Music-making to improve wellbeing for people recovering from substance misuse

The big takeaway

Three factors stood out for New Note orchestra:

  • The peer-to-peer support granted the participants created a supportive community, and the individuals expressed increased confidence and improved self-esteem.
  • The target of working towards performance in the collective established clear goals and created a sense of purpose.
  • Performing in front of live audiences created a rewarding sense of wellbeing.

Who’s involved?

  • New Note orchestra, a local charity
  • People recovering from alcohol and substance misuse

Background

In 2014 Channel 4 broadcast a one-off documentary that brought together 10 people with drug or alcohol addictions and associated conditions such as panic attacks, anxiety and severe depression. They had varying musical experience and abilities and the programme tracked the positive effects of working together for two months, playing and composing, and then performing their composition with the London Symphony Orchestra.

The Addicts’ Symphony initiative had an 80% success rate in helping the musicians stay clean and sober.

Individual testimonies from the participants confirmed the positive effects of the experience:

“Playing in Addicts Symphony was fundamental to my recovery. After coming out of rehab I needed a purpose. Playing alongside the other addicts was a big reason for taking part. This was a safe environment.” New Note participant

“Writing together, performing together, it just helps you to feel connected and like you are not battling on your own.” New Note participant

The Addicts’ Symphony demonstrated that a structured musical environment can have transformative effects upon its members, and we were keen to take these insights into related initiatives.

New Note Projects, launched in April 2015, uses music to help socially excluded people reconnect and rebuild their lives.
The projects are primarily for people who are in recovery from addiction but they also include people who are vulnerably housed and have other mental health issues.

In October 2015 the New Note Orchestra was launched, a Brighton-based group of people recovering from alcohol and substance misuse, and they worked towards a public performance of a collectively composed piece. This wasn’t restricted by musical genre, and there was an eclectic mix of instruments on the go. So our first New Note cycle had an added creativity to it, producing a sort of blend of experimental classical music and rock. It also included beginners as well as professionals, deliberately inclusive. And it really did work for all of the participants/musicians, though there was little if any existing research around on the topic that suggested that it would. Every single musician involved maintained their recovery – despite the odd relapse – and they all said that the orchestra was a vital part of that.

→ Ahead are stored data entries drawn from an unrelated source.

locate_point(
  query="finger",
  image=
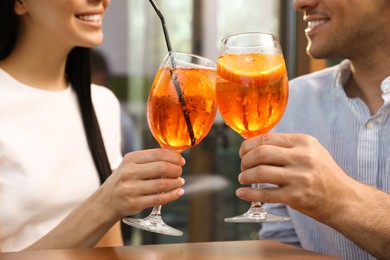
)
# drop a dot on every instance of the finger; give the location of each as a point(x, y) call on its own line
point(151, 170)
point(264, 174)
point(152, 200)
point(161, 185)
point(275, 139)
point(265, 195)
point(265, 155)
point(152, 155)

New Note Projects, a registered charity, has gone on to expand its activities, starting a guitar group called Strummers – again in Brighton – with a musician as a regular facilitator, and establishing an immediate sense of collective responsibility and the kind of peer-to-peer group support that we saw in the Addicts’ Symphony.

New Note Orchestra provides a structured musical programme within a supportive community. We can see how effective this can be in increasing self-esteem and boosting confidence, developing new life-skills for all participants. The inclusivity is vital too, and the orchestra is open to all tastes and styles of music. With partners, such as researchers and facilitators, we aim to further establish the New Note model as a proven means of helping people with mental health issues and challenges, enhancing their wellbeing at individual and social levels. We know that this model works for those who have been in the initiative, and with the right levels of support and commitment there is no reason why it can’t work for thousands more people. We have the will. We know the way: we need the partnerships and policies that could give sustained life to what has so far proved to be a life-changing experience and process for many whose life-chances had been diminishing day by day.